Aim: Endoplasmic reticulum stress (ERS) and inflammation participate in cardiac fibrosis. Importantly, a novel paracrine/autocrine peptide intermedin(1–53) (IMD(1–53)) in the heart inhibits myocardial fibrosis in rats. However, the mechanisms are yet to be fully elucidated. Methods: Myocardial fibrosis in apolipoprotein E-deficient (ApoE -/-) mice and neonatal rat cardiac fibroblasts (CFs) were induced using homocysteine (Hcy). Results: IMD(1–53) inhibited myocardial fibrosis in vivo and in vitro.
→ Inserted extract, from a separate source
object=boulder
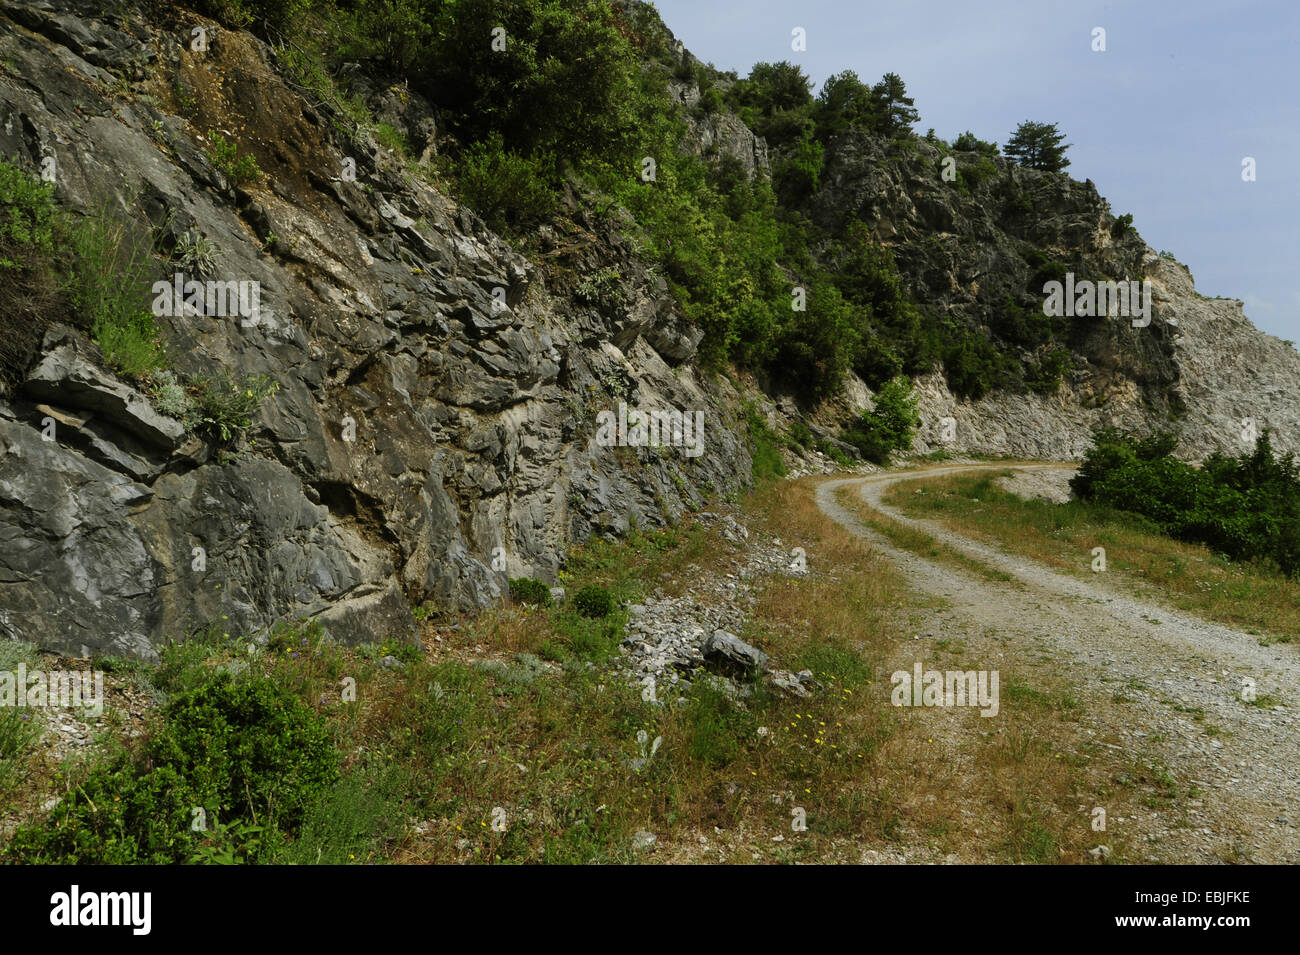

Picrosirius red staining showed that IMD(1–53) reduced myocardial interstitial collagen deposition in ApoE-/- mice treated with Hcy and decreased the expression of myocardial collagen I and III, which was further verified in rat CFs. IMD(1–53) attenuated myocardial hypertrophy, as shown by cardiomyocyte cross-sectional area, ratio of heart weight to body weight, and mRNA levels of atrial natriuretic peptide and brain natriuretic peptide. IMD(1–53) inhibited the upregulation of ERS hallmarkers such as glucose-regulated protein 78 (GRP78), GRP94, activating transcription factor 6 (ATF6), ATF4, inositol-requiring enzyme 1α, spliced-X-box-binding protein-1, protein kinase receptor-like ER kinase, and eukaryotic translation initiation factor 2α in mouse myocardium and rat CFs treated with Hcy. In addition, IMD(1–53) decreased the production of inflammatory factors such as tumor necrosis factor-α, monocyte chemotactic protein-1, interleukin-6 (IL-6), and IL-1β in the mouse myocardium and rat CFs treated with Hcy. Concurrently, IMD(1–53) ameliorated the expression of nuclear factor-κB, transforming growth factor-β1, and c-Jun N-terminal kinase in the mouse myocardium and rat CFs treated with Hcy. Conclusions: IMD potentially protects against myocardial fibrosis induced by Hcy in ApoE-/- mice, possibly via attenuating myocardial ERS and inflammation.